To turn on the autograd function in a tensor, you have to set requires_grad = True (it’s set to False in default). Here’s an example of using autograd:

x = torch.tensor([2.0], requires_grad=True)
y = x ** 2 + 1

# .backward() runs backpropagation
y.backward()
# .grad shows the gradient w.r.t the value
print(x.grad)

# the gradient accumulates
# so it's good practice to set the gradient back to 0
x.grad.zero_()
print(x.grad)

Output:

tensor([4.])
tensor([0.])

This is how you stop autograd:

# stopping gradient tracking
# .requires_grad_(False)
x = torch.ones(2, requires_grad=True)
print(x.requires_grad)
x.requires_grad_(False)
print(x.requires_grad)

Output:

True
False

If you want a new tensor to not be connected to the computational graph (the chain), you can use .detach()

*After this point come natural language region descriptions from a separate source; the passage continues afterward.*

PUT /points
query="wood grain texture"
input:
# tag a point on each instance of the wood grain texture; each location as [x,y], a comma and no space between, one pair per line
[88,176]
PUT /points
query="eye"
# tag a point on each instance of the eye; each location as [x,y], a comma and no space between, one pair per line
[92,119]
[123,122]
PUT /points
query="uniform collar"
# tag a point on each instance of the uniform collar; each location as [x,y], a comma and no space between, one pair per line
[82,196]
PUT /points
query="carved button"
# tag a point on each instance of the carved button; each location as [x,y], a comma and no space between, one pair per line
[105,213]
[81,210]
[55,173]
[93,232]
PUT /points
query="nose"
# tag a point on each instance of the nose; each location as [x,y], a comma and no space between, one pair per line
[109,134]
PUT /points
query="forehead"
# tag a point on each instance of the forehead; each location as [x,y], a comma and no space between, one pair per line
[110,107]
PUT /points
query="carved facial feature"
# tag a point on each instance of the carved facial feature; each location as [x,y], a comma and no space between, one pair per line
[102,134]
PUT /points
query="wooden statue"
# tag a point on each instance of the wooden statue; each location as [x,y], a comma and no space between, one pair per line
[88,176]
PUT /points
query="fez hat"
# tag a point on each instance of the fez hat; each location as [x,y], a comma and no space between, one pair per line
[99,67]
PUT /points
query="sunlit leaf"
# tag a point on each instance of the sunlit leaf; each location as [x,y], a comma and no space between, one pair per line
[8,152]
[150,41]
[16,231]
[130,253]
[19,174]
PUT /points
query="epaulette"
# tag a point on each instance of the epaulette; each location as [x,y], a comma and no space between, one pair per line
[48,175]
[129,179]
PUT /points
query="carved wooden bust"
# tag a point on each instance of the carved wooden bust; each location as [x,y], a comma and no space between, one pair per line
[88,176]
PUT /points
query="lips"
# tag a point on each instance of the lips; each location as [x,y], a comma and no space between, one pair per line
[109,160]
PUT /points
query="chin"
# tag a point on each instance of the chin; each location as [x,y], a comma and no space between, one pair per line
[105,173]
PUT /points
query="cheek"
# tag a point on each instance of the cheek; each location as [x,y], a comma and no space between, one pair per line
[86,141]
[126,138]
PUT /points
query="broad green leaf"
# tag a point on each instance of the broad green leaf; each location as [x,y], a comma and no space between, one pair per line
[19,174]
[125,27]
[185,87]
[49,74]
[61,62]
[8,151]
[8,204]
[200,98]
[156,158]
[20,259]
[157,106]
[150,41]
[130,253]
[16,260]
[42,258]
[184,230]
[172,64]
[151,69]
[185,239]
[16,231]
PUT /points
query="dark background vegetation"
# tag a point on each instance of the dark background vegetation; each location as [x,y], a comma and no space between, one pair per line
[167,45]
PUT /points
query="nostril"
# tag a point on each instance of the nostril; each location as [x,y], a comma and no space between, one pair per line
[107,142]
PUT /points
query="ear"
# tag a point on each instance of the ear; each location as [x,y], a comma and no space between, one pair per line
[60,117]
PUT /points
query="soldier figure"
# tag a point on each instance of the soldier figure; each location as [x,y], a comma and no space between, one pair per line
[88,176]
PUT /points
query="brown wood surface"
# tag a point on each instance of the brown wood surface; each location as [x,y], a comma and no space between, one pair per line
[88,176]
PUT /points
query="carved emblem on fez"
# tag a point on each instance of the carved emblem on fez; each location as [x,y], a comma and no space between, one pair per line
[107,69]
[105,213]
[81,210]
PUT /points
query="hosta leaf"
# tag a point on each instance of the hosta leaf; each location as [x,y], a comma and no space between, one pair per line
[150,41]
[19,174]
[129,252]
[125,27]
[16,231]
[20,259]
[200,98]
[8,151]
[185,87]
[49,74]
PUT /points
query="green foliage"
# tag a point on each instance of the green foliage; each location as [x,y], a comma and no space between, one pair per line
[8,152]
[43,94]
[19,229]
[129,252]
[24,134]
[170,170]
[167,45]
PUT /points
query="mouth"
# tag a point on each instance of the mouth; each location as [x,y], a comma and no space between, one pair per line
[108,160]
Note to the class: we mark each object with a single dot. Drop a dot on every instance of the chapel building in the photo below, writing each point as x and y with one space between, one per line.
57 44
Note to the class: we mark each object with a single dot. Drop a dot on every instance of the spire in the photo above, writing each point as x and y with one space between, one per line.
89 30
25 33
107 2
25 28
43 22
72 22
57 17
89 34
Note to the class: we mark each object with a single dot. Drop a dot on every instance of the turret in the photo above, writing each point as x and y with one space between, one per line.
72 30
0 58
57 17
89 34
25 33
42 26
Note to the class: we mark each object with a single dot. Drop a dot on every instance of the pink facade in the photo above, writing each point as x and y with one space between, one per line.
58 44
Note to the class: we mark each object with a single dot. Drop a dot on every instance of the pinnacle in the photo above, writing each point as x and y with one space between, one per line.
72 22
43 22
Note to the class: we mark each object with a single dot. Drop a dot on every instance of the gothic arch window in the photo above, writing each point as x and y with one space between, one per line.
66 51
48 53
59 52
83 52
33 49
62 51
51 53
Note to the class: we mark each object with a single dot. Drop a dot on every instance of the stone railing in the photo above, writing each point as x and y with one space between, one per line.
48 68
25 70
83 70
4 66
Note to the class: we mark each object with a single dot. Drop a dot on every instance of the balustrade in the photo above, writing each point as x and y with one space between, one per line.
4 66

x = torch.tensor([2.0], requires_grad=True)
y = x * 3
z = y.detach() 

print(y.requires_grad)
print(z.requires_grad)

Output:

True
False

Finally, you can use with torch.no_grad() to temporarily stop gradient tracking:

x = torch.randn(2, 2, requires_grad=True)
print(x.requires_grad)
with torch.no_grad():
    y = x ** 2
    print(y.requires_grad)

Output:

True
False

🏗️ Building and Training a Simple Model

Now we have all the building blocks, and it’s time to actually build something! Here, we will build a simple linear regression model (if you’re not used to linear regression, I encourage you to read this blog post):

# Import libraries
import torch
import torch.nn as nn


# Create dataset
torch.manual_seed(314)
X = torch.rand(100, 1) * 10
# y = 2x + 3 + noise
y = 2 * X + 3 + torch.randn(100, 1)


# Define model
class LinearRegressionModel(nn.Module):
    def __init__(self):
        super().__init__()
        # input_dim=1, output_dim=1
        self.linear = nn.Linear(1, 1)

    def forward(self, x):
        return self.linear(x)


# Model, loss, and optimizer
model = LinearRegressionModel()
# Mean squared error
criterion = nn.MSELoss()
# Stochastic gradient descent
optimizer = torch.optim.SGD(model.parameters(), lr=0.01)


# Training loop
epochs = 1000
for epoch in range(epochs):
    # Forward propagation
    y_pred = model(X)

    # Compute loss
    loss = criterion(y_pred, y)

    # Backward propagation & optimization
    optimizer.zero_grad()
    loss.backward()
    # Update weights
    optimizer.step()

    if (epoch+1) % 100 == 0:
        [w, b] = model.parameters()
        print(f'Epoch {epoch+1}/{epochs}, Loss: {loss.item():.4f}')

w, b = model.parameters()
print(f"Learned weight: {w.item():.2f}, bias: {b.item():.2f}")

Output:

Epoch 100/1000, Loss: 1.4866
Epoch 200/1000, Loss: 1.1636
Epoch 300/1000, Loss: 1.0480
Epoch 400/1000, Loss: 1.0067
Epoch 500/1000, Loss: 0.9919
Epoch 600/1000, Loss: 0.9866
Epoch 700/1000, Loss: 0.9847
Epoch 800/1000, Loss: 0.9840
Epoch 900/1000, Loss: 0.9838
Epoch 1000/1000, Loss: 0.9837
Learned weight: 2.00, bias: 2.92

This is it! We’ve now built and trained our first model 😊

If you’d like to learn more about PyTorch, the PyTorch Documentation is a great place to start with. It would guide you from installaion to all the main components of PyTorch.

✅ Summary

In this blog post, we’ve learned about PyTorch, one of the essentials in deep learning. We’ve covered tensors, autograd, and training models, and you’ll now understand about 80% of PyTorch, which I think is enough to build and train real models. Thanks for reading, and I’ll see you in the next blog post!